Distributed training fails due to GPU reassignment logic conflicting with torchrun
In run.py, the PR #991 includes GPU assignment logic that conflicts with torchrun's automatic GPU distribution.
I run the following command on 2x4090 setup:
torchrun --nproc-per-node=2 run.py --data CountBenchQA --model Moondream2
and get the following error:
[rank0]: ncclUnhandledCudaError: Call to CUDA function failed.
[rank0]: Last error:
[rank0]: Cuda failure 217 'peer access is not supported between these two devices'
[rank1]: ncclUnhandledCudaError: Call to CUDA function failed.
[rank1]: Last error:
[rank1]: Cuda failure 217 'peer access is not supported between these two devices'
I run an example with Moondream2When running torchrun --nproc-per-node=2, each process should get its own GPU (GPU 0 and GPU 1), but I believe the custom GPU assignment code overrides this and causes both processes to compete for the same GPU. torchrun correctly assigns CUDA_VISIBLE_DEVICES=0 to process 0 and CUDA_VISIBLE_DEVICES=1 to process 1. The code reads this, sees only 1 GPU per process, does integer division (1÷2=0), and sets CUDA_VISIBLE_DEVICES="" for both processes. Both processes end up defaulting to GPU 0, causing NCCL peer-to-peer communication errors.

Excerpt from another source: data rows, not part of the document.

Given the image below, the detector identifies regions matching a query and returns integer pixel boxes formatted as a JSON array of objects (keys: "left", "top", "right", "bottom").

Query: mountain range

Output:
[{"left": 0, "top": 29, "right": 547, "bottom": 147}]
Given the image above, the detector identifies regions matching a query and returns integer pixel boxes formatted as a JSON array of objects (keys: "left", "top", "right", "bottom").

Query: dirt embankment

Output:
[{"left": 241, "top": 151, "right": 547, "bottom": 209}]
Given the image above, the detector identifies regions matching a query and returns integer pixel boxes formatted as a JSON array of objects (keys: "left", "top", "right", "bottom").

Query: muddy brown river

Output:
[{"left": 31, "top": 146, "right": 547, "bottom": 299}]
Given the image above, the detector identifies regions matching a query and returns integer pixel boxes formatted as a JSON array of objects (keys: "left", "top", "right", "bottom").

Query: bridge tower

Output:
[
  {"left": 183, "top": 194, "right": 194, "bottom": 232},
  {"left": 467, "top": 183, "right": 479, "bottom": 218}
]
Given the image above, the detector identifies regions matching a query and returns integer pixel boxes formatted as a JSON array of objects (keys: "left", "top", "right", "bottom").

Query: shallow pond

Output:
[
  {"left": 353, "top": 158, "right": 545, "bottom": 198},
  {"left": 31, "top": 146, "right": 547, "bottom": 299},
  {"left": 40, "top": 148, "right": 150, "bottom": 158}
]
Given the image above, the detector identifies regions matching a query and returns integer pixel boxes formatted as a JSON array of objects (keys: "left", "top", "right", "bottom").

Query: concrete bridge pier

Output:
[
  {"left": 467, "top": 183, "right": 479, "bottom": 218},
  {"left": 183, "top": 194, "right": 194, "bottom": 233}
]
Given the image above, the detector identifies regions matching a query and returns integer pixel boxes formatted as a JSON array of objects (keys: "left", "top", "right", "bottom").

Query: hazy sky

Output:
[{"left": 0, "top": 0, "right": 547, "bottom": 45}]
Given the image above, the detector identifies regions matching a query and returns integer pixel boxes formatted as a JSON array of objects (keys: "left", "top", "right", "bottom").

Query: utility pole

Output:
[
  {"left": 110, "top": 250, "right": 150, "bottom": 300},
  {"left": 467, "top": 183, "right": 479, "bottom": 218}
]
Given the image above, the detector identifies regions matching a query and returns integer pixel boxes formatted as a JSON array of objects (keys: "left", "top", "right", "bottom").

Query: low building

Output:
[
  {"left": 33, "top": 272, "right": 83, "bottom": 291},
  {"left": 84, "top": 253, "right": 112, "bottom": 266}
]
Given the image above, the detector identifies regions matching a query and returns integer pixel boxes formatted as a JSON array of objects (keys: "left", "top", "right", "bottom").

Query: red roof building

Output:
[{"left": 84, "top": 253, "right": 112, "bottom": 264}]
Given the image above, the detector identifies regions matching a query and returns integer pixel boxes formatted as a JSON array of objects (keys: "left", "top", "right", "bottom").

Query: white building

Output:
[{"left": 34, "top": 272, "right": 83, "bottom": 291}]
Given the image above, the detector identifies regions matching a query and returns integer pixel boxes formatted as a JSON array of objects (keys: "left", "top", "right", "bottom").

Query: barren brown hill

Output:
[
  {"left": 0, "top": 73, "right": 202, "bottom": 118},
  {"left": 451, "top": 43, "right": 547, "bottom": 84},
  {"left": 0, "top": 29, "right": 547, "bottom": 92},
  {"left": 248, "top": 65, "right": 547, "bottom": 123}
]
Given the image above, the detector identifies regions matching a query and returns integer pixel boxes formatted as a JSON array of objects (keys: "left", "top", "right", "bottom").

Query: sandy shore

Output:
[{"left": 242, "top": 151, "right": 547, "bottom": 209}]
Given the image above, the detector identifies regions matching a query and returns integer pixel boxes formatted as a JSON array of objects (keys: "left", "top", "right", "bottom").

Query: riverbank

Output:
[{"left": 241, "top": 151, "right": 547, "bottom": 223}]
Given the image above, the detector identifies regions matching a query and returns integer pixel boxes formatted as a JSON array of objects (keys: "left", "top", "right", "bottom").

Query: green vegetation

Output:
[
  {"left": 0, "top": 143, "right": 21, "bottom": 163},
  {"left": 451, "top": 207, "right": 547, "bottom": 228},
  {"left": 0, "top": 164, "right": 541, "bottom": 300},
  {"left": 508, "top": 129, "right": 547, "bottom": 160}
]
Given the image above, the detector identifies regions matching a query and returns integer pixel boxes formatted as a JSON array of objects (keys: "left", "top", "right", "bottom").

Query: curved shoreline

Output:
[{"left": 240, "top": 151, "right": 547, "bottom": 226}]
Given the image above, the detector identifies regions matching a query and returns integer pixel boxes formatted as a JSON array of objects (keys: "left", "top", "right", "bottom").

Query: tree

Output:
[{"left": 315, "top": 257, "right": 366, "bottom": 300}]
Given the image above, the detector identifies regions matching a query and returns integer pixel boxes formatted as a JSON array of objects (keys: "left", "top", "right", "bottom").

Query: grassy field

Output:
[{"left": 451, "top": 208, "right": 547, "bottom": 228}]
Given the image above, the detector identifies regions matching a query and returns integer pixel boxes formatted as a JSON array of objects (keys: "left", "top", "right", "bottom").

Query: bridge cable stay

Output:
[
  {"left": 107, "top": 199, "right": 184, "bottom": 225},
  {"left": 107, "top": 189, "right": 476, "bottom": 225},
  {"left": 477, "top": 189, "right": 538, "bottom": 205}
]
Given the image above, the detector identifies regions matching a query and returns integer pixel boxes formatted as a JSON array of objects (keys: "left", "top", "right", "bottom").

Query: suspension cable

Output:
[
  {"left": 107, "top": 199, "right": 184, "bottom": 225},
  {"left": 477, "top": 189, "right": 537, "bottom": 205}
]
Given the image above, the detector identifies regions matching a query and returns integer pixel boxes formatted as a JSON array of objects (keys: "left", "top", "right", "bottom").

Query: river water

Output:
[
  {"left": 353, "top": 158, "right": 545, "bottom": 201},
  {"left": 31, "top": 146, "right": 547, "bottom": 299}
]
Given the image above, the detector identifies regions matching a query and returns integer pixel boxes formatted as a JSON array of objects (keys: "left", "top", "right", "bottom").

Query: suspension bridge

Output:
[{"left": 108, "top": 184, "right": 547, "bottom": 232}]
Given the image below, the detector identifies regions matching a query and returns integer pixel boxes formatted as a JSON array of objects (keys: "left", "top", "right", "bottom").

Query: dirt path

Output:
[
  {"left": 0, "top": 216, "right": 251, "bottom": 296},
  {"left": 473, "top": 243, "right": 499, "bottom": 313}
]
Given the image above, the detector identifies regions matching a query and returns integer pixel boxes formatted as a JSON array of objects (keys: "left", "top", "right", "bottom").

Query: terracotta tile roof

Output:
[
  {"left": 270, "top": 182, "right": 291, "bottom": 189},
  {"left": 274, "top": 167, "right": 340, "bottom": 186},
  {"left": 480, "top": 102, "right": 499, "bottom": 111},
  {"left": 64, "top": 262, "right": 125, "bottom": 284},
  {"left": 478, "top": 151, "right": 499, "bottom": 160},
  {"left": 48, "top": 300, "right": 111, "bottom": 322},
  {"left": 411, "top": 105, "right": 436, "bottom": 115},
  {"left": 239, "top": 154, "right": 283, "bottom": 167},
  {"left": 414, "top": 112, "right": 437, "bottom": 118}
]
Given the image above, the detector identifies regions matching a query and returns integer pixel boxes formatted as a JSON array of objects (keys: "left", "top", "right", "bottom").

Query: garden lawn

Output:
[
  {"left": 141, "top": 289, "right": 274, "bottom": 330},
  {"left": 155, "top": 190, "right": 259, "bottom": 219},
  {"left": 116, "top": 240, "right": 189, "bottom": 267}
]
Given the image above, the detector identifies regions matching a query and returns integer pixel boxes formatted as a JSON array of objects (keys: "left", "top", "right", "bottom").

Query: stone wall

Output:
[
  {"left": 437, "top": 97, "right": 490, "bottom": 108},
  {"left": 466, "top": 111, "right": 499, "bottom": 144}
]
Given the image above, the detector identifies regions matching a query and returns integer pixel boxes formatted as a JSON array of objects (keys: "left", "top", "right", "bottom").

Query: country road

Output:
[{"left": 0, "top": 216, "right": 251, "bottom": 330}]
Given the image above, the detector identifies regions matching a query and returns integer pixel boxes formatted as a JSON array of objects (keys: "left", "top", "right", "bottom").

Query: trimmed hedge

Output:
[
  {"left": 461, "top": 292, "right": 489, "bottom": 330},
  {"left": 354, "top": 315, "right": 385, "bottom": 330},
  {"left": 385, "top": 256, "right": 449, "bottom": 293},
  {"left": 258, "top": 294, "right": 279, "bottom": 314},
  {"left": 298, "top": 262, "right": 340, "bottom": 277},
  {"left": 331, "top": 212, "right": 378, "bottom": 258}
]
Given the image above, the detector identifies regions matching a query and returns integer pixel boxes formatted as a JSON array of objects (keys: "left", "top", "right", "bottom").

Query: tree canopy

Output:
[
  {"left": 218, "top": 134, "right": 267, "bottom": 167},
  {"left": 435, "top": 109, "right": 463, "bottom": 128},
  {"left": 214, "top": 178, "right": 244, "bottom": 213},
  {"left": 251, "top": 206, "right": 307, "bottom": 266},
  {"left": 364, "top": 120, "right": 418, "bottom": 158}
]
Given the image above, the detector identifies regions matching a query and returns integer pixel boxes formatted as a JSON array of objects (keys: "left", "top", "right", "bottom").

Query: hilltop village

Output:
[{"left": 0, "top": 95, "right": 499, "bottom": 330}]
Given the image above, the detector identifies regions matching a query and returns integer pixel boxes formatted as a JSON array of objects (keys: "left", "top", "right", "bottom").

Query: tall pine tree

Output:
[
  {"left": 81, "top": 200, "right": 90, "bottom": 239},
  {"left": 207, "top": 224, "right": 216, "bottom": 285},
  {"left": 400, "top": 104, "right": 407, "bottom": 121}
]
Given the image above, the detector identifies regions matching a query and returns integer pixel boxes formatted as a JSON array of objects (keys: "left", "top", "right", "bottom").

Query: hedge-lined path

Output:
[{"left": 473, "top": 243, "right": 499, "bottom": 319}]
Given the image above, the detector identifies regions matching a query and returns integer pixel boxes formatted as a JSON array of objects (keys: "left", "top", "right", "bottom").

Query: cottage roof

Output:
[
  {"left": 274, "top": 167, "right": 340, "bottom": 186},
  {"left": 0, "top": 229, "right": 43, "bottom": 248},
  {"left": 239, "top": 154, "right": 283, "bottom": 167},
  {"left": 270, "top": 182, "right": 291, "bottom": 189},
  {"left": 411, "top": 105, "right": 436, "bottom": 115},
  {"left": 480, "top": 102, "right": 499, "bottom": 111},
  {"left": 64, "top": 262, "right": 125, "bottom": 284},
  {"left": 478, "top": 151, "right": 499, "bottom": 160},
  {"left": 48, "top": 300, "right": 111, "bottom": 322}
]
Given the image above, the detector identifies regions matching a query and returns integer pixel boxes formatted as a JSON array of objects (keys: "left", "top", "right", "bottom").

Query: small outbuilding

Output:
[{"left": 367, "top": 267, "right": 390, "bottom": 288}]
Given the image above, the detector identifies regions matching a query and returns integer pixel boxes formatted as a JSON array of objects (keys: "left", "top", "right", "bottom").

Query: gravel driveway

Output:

For Multi-node scenarios it should still pass because say if we pass something like --nproc-per-node=2 --nnodes=4 with 8 GPUs per node, where each process gets 4 GPUs (8÷2=4). The integer division works there: each process sees 4 GPUs and correctly assigns 2 GPUs per process. But for simple 2-GPU setups, each process only sees 1 GPU, so 1÷2=0 GPUs assigned.
Full Trace:
W0530 19:03:45.828000 27808 torch/distributed/run.py:766]
W0530 19:03:45.828000 27808 torch/distributed/run.py:766] **
W0530 19:03:45.828000 27808 torch/distributed/run.py:766] Setting OMP_NUM_THREADS environment variable for each process to be 1 in default, to avoid your system being overloaded, please further tune the variable for optimal performance in your application as needed.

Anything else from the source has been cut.